Question

An oil company required 12000, 20000 and 15000 barrels of high grade, medium grade and low grade oil respectively. Refinery A produces 100, 300 and 200 barrels per day of high grade, medium grade and low grade oil respectively. While, refinery B produces 200, 400 and 100 barrels per day of high grade, medium grade and low grade oil respectively. If refinery A costs Rs 400 per day and refinery B costs Rs 300 per day to operate, then the days should each be run to minimize costs, while satisfying requirements are
A.30,60
B.60,30
C.40,60
D.60,40

Answer 1

Hint: You want to determine values of x and y such that z is minimized, subject to the given conditions. This problem involves analysis of a linear equation. You may need to solve a system of linear equations to find some of the coordinates of the points in the middle.
Let x and y be the number of days of refinery A and refinery B respectively.
The total cost $z=400x+300y$ is the linear function which is to be minimized; hence it is the objective function.

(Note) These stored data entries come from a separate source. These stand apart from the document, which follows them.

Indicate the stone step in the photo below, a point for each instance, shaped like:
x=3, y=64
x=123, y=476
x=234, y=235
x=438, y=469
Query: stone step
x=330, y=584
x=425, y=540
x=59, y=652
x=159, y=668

Complete step-by-step answer:
High Grade barrel
Production by Refinery A in x days = 100x
Production by Refinery B in y days= 200y
Total minimum required production = 12000

2. Medium grade barrel
Production by Refinery A in x days = 300x
Production by Refinery B in y days= 400y
Total minimum required production = 20000

3. Low grade barrel
Production by Refinery A in x days = 200x
Production by Refinery B in y days= 100y
Total minimum required production = 15000

Obviously x and y cannot be negative, $x\ge 0,y\ge 0$
Hence, the linear programming problem (LPP) is formulated as,
Minimize $z=400x+300y$
Subject to, $100x+200y\ge 12000,300x+400y\ge 20000,200x+100y\ge 15000$
$x\ge 0,y\ge 0$
Consider equations obtained by converting all inequalities representing the constraints and draw the corresponding lines.
\[\begin{align}
  & 100x+200y=12000.............(1) \\
 & 300x+400y=20000.............(2) \\
 & 200x+100y=15000..............(3) \\
\end{align}\]

As $x\ge 0,y\ge 0$ solution lies only in the first quadrant. From the graph shaded region is the feasible region.
We get the intersection of the line (1) with the coordinate axes at points (120, 0) and (0, 65).
Similarly, we get intersection of the line (2) with the coordinate axes at points $\left( \dfrac{200}{3},0 \right)=\left( 66.66,0 \right)$ and (0, 50) and the line (3) with the coordinate axes at points (75, 0) and (0, 150).
The common shaded region is a feasible region with corner points A(0, 150), B(60, 30), C(120,0).
Let us find values of the objective function $z=400x+300y$at the corner points A, B and C respectively.
Z (A) = 400(0) + 300(150) = 0 + 45000 =45000
Z (B) = 400(60) + 300(30) = 24000 + 9000 = 33000
Z (C) = 400(120) + 300(0) = 48000 + 0 = 48000
The minimum value of the objective function Z is 33000 at (60, 30).
Hence the value of the function $z=400x+300y$ is minimum when x = 60, y = 30.
Therefore, the correct option is (b).

Note: Let R be the feasible region (convex polygon) for the LPP and let z = ax + by be the objective function. Then the minimum value of z occurs on at least one of the corner points (vertex) of the feasible region.